Somehow, I don’t think we’re going to see anybody marching in Washington behind that sign — and if we do, it’s not going to be featured favorably in media coverage.
Now, ask yourself: if you call white men who own guns “terrorists” as part of a broad anti-gun movement, just how likely do you think those gun-owning white men (and the women who are their wives, mothers, and daughters) are to sympathize with your cause? How likely do you think they are to mobilize against your cause because you have made it a racial crusade?
But the contemporary left can’t help itself. Its leaders can’t seem to understand that what works on campus has little if any purchase elsewhere. If you actually want to build a mass movement behind gun control, immediately racializing the issue is moronic. And if you want to build a mass movement behind gun control, turning around to interrogate the racial and class aspects of its leadership is absurd — but exactly the kind of move that you expect from campus protesters, who labor in the only environment in which this kind of performative nincompoopery works.
The thing is, it ought to be easy to bring the racial aspect of the gun issue into the protest. Black people really do suffer disproportionately from gun violence. Instead of inviting sympathy, signs and slogans like the one activists Instagrammed, and that the BBC magnified, take exactly the opposite approach. The BBC story highlights a widely-shared tweet from a black person angry that the gun march in DC didn’t exactly conform to his politics, and therefore rejecting it as racially insensitive. Such vanity.
John Gray writes, of liberals, “Possessed by faith in an imaginary humanity, both seek to weaken or destroy the national and religious traditions that have supported freedom and toleration in the past.” Similarly, possessed by faith in the chimera of “intersectionality,” some anti-gun liberals are trying to build a movement based on applying their all-purpose resentment against the usual left-wing hate figure: white males. Instead of inviting more people into the movement by reaching out by appealing to a common national or religious tradition, the movement is likely to alienate many by celebrating its own intersectional fabulousness — a knee-jerk habit that the mainstream media can’t resist either.

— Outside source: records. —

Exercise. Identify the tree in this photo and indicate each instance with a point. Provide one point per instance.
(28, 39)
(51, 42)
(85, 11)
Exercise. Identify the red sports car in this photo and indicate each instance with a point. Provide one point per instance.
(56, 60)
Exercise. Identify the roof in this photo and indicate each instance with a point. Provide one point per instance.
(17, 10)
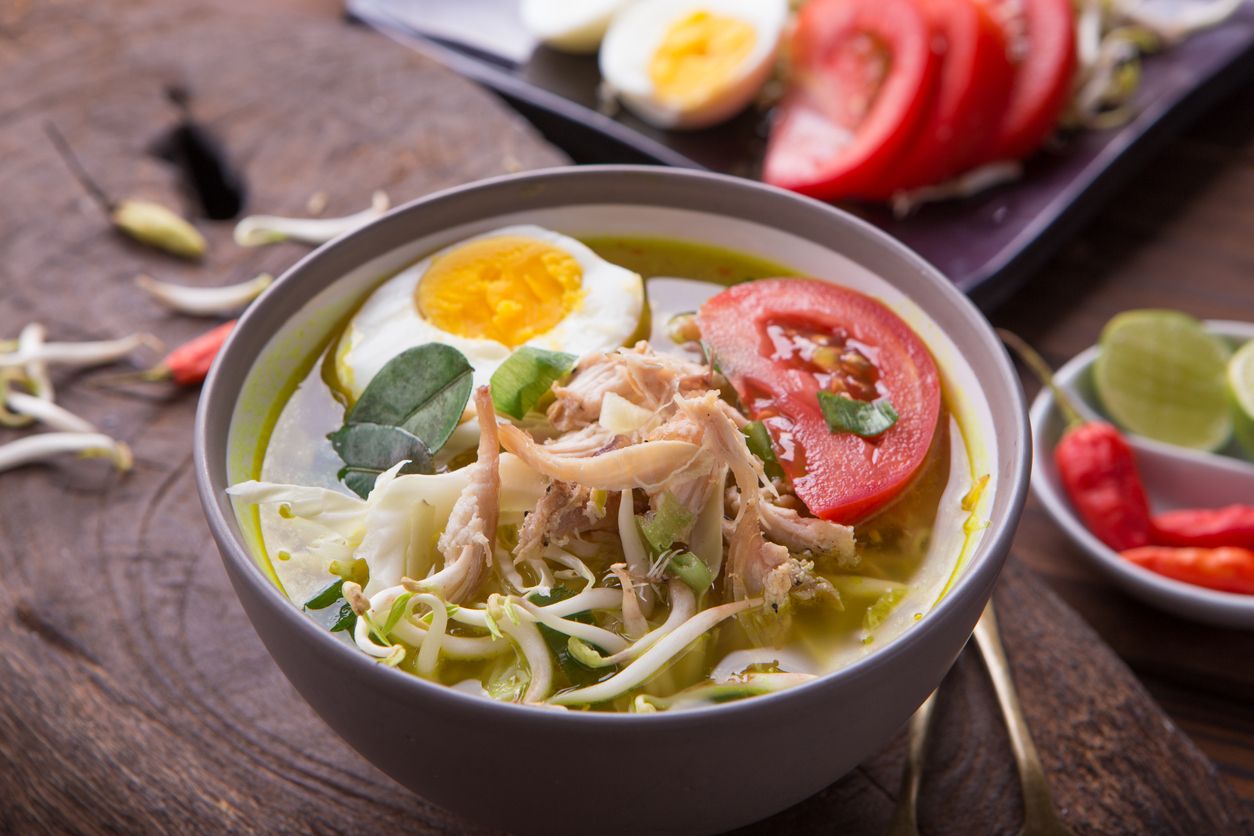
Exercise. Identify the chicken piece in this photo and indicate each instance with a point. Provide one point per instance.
(640, 465)
(469, 538)
(804, 534)
(755, 567)
(566, 512)
(641, 376)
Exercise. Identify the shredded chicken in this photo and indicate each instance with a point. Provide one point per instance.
(806, 534)
(469, 538)
(640, 465)
(755, 567)
(643, 377)
(566, 512)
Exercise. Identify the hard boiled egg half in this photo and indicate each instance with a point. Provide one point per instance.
(489, 295)
(691, 63)
(569, 25)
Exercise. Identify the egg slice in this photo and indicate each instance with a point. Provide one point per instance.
(489, 295)
(569, 25)
(691, 63)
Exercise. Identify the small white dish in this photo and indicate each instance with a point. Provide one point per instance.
(1174, 478)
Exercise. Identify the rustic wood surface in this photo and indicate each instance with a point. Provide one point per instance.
(134, 694)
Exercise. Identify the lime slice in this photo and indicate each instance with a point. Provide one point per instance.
(1160, 374)
(1240, 382)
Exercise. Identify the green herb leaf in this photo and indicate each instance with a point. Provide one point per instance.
(528, 374)
(421, 390)
(661, 528)
(346, 621)
(691, 570)
(370, 449)
(758, 439)
(867, 419)
(326, 597)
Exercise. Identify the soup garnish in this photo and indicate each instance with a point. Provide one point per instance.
(615, 528)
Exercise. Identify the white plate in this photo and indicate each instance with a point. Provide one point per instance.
(1173, 476)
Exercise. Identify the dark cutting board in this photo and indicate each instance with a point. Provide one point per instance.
(133, 693)
(988, 245)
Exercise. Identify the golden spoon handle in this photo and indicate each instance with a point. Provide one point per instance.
(906, 816)
(1038, 811)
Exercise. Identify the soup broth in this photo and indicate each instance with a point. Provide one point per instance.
(907, 550)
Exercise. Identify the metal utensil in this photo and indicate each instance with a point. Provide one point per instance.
(906, 816)
(1040, 815)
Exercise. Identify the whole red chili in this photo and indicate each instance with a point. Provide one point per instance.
(1097, 468)
(1205, 527)
(1229, 568)
(188, 364)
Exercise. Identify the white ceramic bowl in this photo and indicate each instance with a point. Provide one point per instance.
(533, 770)
(1174, 478)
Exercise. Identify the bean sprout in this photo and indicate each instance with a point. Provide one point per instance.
(226, 300)
(260, 229)
(655, 657)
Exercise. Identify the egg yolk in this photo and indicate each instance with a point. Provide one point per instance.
(508, 288)
(699, 55)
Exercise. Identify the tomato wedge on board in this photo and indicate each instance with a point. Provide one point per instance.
(780, 340)
(1042, 34)
(864, 73)
(971, 98)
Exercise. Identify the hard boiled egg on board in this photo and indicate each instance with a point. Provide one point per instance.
(691, 63)
(489, 295)
(569, 25)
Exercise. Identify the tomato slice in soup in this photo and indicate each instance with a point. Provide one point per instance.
(781, 341)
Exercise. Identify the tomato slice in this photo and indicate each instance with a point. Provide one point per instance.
(863, 75)
(766, 336)
(1042, 35)
(973, 89)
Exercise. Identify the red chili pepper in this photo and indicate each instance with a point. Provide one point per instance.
(188, 364)
(1206, 527)
(1099, 473)
(1229, 569)
(1097, 469)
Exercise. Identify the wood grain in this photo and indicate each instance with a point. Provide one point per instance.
(1179, 237)
(133, 693)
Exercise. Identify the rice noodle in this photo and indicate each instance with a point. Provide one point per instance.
(635, 554)
(429, 653)
(591, 633)
(655, 657)
(533, 648)
(684, 604)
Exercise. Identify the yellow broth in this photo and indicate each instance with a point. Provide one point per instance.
(908, 552)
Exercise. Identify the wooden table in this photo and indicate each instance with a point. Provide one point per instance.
(133, 693)
(1180, 237)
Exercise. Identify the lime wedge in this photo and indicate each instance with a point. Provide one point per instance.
(1160, 374)
(1240, 382)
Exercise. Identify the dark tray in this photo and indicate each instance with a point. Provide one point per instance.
(987, 245)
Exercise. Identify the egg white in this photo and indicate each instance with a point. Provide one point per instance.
(389, 322)
(571, 26)
(636, 33)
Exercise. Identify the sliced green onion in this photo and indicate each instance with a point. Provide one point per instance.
(662, 528)
(528, 374)
(865, 419)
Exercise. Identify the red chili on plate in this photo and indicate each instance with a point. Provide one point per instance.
(864, 72)
(780, 341)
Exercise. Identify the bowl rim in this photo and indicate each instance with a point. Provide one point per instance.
(220, 395)
(1175, 597)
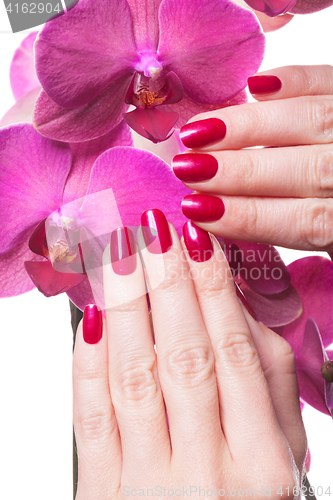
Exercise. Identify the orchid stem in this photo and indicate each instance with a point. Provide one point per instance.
(76, 316)
(306, 487)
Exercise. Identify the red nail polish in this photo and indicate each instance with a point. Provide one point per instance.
(202, 133)
(194, 167)
(92, 324)
(264, 84)
(123, 251)
(155, 231)
(198, 242)
(203, 207)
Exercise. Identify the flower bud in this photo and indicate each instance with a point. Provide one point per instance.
(327, 371)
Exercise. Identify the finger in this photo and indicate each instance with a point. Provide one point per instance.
(303, 171)
(241, 381)
(185, 357)
(285, 122)
(279, 365)
(134, 384)
(292, 81)
(96, 431)
(303, 224)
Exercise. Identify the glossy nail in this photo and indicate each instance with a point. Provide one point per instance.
(198, 242)
(264, 84)
(194, 167)
(92, 324)
(202, 207)
(155, 231)
(123, 251)
(203, 133)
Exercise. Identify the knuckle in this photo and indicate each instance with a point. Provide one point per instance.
(192, 365)
(137, 384)
(317, 230)
(322, 114)
(238, 350)
(322, 169)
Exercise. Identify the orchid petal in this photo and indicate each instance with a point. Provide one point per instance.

This story from Teen Vogue headlined “Queer Teenage Girls Are Leading The Gun Control Movement” is a prime example. It’s not really journalism, but gushy propaganda — but this is how the media always are on LGBT issues. They think these things are always and everywhere something to be celebrated and shouted to the skies as achievements. Okay, but imagine how that headline will be read outside progressive circles. Imagine how it looks to the kind of people who own guns and who feel under threat by the new movement to read stories about how it is inseparable from the LGBT rights movement, because intersectionality.

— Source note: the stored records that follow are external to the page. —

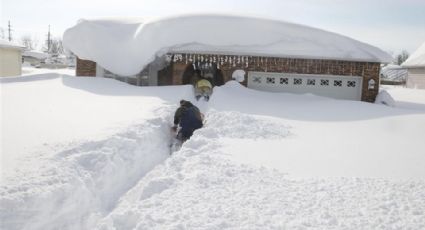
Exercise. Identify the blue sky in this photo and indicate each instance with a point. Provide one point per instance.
(391, 25)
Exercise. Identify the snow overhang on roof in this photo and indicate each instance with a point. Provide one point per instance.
(35, 54)
(10, 45)
(126, 46)
(417, 59)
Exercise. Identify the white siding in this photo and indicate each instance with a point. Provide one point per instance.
(416, 78)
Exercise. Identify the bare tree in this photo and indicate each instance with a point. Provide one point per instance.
(29, 42)
(402, 57)
(56, 46)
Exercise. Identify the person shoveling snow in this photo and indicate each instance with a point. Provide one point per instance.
(187, 119)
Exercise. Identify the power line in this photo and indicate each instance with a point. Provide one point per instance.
(10, 31)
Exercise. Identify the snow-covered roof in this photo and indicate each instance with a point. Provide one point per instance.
(35, 54)
(126, 46)
(8, 44)
(417, 59)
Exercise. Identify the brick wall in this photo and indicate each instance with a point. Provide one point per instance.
(85, 68)
(367, 70)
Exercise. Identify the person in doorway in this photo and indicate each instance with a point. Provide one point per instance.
(203, 88)
(189, 118)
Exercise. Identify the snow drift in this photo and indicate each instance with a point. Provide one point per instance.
(417, 59)
(126, 46)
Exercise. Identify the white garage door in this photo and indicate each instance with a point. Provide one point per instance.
(341, 87)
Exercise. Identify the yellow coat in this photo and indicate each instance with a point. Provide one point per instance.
(203, 83)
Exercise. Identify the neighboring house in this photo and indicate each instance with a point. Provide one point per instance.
(10, 59)
(277, 56)
(35, 58)
(415, 66)
(393, 75)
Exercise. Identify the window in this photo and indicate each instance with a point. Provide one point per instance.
(311, 81)
(351, 84)
(298, 81)
(324, 82)
(270, 80)
(257, 80)
(337, 83)
(284, 80)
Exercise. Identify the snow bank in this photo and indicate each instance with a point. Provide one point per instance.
(71, 147)
(98, 107)
(200, 188)
(417, 58)
(125, 47)
(8, 44)
(328, 138)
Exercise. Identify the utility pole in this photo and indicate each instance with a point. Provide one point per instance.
(49, 41)
(10, 31)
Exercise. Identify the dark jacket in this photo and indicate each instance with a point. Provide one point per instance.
(189, 118)
(181, 110)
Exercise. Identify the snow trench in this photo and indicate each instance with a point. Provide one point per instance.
(76, 187)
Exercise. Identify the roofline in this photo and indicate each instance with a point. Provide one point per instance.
(282, 56)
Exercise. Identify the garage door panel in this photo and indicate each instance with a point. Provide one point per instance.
(341, 87)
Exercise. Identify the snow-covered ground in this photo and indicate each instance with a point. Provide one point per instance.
(29, 70)
(92, 153)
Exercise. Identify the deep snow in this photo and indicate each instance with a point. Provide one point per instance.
(126, 45)
(416, 59)
(100, 159)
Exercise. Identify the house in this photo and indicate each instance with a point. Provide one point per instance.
(415, 66)
(10, 58)
(34, 58)
(277, 56)
(393, 75)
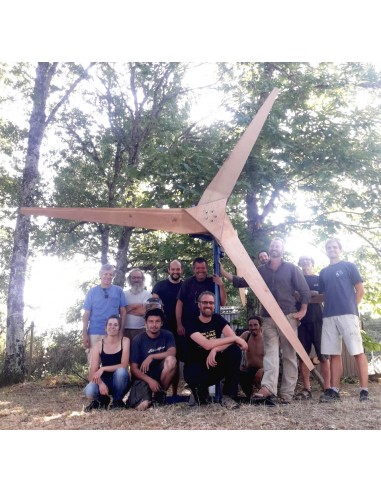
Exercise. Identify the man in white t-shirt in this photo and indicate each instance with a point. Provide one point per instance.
(136, 297)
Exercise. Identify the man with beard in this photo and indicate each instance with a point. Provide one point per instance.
(190, 290)
(102, 301)
(153, 363)
(167, 291)
(252, 361)
(214, 354)
(343, 290)
(136, 297)
(282, 279)
(263, 257)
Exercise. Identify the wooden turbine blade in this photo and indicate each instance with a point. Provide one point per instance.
(171, 220)
(225, 234)
(224, 181)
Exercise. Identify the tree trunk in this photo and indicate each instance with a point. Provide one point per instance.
(121, 257)
(14, 364)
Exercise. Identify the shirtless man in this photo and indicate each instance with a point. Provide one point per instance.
(251, 370)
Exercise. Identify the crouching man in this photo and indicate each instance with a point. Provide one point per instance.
(214, 354)
(153, 363)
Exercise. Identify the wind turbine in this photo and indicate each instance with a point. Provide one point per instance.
(208, 217)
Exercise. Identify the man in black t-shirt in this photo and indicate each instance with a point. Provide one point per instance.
(212, 358)
(152, 362)
(310, 328)
(167, 290)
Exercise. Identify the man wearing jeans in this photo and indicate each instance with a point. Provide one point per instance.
(282, 279)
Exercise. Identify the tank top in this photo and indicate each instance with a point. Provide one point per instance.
(111, 359)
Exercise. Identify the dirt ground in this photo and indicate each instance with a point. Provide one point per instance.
(56, 405)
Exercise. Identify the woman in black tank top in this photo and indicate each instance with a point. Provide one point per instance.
(109, 374)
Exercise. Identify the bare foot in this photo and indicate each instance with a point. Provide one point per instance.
(263, 393)
(143, 405)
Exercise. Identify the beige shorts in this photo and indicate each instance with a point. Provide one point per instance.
(338, 328)
(94, 339)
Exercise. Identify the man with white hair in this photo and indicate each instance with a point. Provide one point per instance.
(102, 301)
(282, 279)
(136, 297)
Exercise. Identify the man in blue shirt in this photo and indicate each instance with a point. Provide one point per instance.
(102, 301)
(343, 290)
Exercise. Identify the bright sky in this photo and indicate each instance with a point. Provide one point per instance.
(169, 30)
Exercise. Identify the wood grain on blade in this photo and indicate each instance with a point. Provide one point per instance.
(170, 220)
(224, 181)
(242, 261)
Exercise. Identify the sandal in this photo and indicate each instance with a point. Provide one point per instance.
(262, 394)
(305, 394)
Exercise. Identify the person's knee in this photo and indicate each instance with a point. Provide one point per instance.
(170, 363)
(91, 391)
(121, 374)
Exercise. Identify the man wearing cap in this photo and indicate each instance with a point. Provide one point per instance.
(283, 279)
(309, 330)
(152, 362)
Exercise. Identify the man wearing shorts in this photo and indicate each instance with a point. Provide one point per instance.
(343, 290)
(153, 363)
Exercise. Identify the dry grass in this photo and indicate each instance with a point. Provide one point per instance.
(54, 405)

(It is also true that people can see plain as day that the media are crusading on this issue. Follow the Teen Vogue link above, and look at the highly produced multimedia package promoting the gun control movement. A movement led by queer teenagers, demonizing white males, and puffed by New York media elites: the populist-themed NRA ads practically write themselves.)
The media and the activists will be gobsmacked by the backlash, because they will not have been able to see it coming, nor will they have understood their own complicity in sabotaging their cause. That’s how it usually goes with True Believers.